13 JULY 1974, Page 24

Cinema .

Indigestible Huck

Duncan Fallowell

Huckleberry Finn. Director: J. Lee Thompson. Stars: Jeff East, Paul Winfield, Harvey Korman. 'U.' Odeon, Leicester Square (114 minutes).

Bof. Director: Claude Faraldo. Stars: Julian Negulesco, Marie Dubois, Paul Grauchet. 'X.' Academy Two (95 minutes).

Continuing my survey of the people of the globe in the guise of film reviews, I am terribly in favour of Americans at the moment. Even the most gin-sodden strands of the media had nothing on the whoosy tank-up of London's July 4th. I reeled in porches draped with the Stars and Stripes, I was bacchic in Belgrave Square, I clinked juleps on pavements with bobbies in shortsleeves, my trousers transpOsing from blue at the hip to mud-brown, at the ankle: there is nothing quite like doing it out-of-doors. But even this goodwill on a 'full tide would have to draw the line at Huckleberry Finn. Now that the Readers' Digest has stopped sending me extravagant technicolored booklets advertising their collections of tunes we have loved, twenty-five long-players of Stokowski stroking his chin all in one big hat-box, Vienna bon-bons by a dozen different people called Strauss and the sexiest moments from the symphonies, three days solid with climaxes plus a packet of hankies free, they have the money to go into films. The saving on postage alone must have financed their productions of Sawyer and Finn.

The inferior book is the superior film. Tom Sawyer as a picture had no more qualities than one might cynically expect but it was sufficiently engaging not to have the kids whining on you. Huckleberry Finn however, with the school holidays in the offing, might well provoke our youngsters to rise against their oppressors. I shall be right alongside them daubing the screens with lollies and ice cream, bursting into tears and embarrassing mum for no other reason than the insult in expecting children to sit through nearly two hours of verbal inconsequence and weak songs.

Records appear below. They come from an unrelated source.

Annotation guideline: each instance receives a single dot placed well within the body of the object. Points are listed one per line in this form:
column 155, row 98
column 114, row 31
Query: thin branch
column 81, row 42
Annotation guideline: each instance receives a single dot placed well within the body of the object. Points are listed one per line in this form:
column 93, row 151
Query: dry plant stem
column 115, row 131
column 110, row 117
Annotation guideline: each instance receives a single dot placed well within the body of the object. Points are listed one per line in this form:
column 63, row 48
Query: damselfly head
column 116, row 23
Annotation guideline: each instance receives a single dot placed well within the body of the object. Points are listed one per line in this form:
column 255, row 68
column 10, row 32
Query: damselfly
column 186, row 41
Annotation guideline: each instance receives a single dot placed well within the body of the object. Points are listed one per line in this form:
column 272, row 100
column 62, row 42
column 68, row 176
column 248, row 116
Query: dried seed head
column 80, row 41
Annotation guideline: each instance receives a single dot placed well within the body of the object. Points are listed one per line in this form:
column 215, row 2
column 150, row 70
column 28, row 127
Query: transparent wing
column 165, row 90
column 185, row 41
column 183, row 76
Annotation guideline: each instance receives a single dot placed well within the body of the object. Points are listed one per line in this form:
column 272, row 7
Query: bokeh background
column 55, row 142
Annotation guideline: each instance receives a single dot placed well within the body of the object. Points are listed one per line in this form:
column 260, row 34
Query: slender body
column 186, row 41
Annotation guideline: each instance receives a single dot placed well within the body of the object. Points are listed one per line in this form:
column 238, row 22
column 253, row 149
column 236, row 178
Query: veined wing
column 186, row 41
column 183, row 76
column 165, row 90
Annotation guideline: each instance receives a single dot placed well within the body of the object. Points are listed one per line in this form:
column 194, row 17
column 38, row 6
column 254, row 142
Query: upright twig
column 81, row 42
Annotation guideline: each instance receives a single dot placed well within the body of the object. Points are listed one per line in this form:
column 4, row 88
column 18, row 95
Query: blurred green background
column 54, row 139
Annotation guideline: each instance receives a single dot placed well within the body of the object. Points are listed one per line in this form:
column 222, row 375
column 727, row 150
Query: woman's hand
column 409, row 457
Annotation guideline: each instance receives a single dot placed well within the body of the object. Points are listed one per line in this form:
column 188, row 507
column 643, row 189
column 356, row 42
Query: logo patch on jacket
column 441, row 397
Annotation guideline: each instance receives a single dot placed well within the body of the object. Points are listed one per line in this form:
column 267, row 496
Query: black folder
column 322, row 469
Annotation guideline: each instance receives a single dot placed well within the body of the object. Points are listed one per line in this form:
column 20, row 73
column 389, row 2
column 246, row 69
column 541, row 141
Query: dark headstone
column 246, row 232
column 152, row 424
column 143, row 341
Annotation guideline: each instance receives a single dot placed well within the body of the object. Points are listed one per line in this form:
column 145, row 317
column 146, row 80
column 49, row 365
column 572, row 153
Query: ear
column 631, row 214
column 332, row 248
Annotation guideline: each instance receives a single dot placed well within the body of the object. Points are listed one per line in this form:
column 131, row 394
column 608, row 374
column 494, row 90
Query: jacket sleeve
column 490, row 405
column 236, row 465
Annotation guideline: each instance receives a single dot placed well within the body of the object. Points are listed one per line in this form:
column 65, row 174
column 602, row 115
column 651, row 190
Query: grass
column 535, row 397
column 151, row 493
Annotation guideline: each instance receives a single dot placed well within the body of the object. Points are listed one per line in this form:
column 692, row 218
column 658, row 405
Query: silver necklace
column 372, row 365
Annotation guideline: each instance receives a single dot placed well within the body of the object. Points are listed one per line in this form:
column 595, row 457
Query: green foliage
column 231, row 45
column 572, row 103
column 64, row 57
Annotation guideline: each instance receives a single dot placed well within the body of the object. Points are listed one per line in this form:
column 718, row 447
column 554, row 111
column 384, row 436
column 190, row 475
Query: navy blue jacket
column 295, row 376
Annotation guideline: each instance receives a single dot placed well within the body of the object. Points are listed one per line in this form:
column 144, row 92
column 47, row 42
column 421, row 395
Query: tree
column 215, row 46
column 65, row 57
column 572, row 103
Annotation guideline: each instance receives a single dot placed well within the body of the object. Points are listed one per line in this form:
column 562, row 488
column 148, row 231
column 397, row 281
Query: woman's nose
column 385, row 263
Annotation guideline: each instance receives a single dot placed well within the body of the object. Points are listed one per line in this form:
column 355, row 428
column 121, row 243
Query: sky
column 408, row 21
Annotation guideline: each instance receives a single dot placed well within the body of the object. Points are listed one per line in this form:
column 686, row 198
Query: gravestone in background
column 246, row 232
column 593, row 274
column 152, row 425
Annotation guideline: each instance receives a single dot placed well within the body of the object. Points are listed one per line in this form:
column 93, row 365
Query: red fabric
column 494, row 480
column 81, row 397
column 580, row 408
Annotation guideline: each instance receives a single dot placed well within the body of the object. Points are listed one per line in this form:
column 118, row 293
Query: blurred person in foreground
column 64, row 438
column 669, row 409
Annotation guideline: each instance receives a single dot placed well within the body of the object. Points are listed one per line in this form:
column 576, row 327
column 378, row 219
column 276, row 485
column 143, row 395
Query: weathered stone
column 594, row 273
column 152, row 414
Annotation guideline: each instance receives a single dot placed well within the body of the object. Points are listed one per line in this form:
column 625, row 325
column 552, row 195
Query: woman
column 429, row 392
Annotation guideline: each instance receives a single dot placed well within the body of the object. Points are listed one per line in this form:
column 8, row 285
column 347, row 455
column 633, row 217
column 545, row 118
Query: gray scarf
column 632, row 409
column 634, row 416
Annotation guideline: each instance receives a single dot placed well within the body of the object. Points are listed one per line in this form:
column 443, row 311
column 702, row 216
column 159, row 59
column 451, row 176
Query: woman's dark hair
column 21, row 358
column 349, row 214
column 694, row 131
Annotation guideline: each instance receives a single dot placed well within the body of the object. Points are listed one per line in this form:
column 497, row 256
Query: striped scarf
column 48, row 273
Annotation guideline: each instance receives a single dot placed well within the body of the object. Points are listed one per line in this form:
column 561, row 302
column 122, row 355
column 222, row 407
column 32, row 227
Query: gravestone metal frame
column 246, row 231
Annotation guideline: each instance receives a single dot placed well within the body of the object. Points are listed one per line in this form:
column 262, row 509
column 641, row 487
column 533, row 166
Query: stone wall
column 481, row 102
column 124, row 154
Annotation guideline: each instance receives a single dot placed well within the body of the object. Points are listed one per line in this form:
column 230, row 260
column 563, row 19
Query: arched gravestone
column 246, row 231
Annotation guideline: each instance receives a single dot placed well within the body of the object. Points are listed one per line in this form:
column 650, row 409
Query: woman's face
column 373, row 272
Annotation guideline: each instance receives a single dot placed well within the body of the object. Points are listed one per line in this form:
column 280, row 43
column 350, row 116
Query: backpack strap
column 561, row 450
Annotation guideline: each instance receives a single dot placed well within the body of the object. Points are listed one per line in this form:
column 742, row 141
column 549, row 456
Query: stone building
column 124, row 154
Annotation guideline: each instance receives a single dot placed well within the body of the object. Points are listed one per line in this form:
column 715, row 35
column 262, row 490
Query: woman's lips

Not that it is a musical. There are no production numbers. Presumably as a way of adding some zing, or distracting the attention from the fact that there is nothing to hold it, people do burst into voice on rafts in the middle of the Mississippi and sound like Rex Harrison rehearsing on borrowed time, especially Har\ley Korman who as the King has potentially a great character part. Unfortunately he is the vicitim of corny direction, lame script and neurasthenic melodies, so that his 'rowdy trouping strikes one as overdone and fraught with risks of a cardiac nature. Jeff East as Huckleberry can punt well and never looks out of place. He also lacks that hint of intelligent devilry in the original. East's 'What's Right. What's Wrong' is the most memorable of the songs and his voice in mid-break adds a touch of reality that is almost exotic. Roberta Flack singing 'Freedom' was a trendy idea but heavens her voice is a drag, honey without end. For sheer epic tedium the activities of the Readers' Digest can only be rivalled by the organs of government.

If you want something with more spike, a sex comedy, Bof, has it in a detached, faintly idiotic way, although being about the bedroom shuffle between father, son, son's wife, father's girlfriend and a black roadsweeper some of it might fly over the heads of your progeny. These films are usually so awful, particularly if British or Australian made, that it comes as an attractive surprise to find one with style. Since there is a lack of darts team appeal it might be more proper to call it a situation comedy, amusing rather than smirky or ha-ha. In case you received the alternative impression it is neither British nor Australian. How could it be, showing at the Academy? That's right, it is French.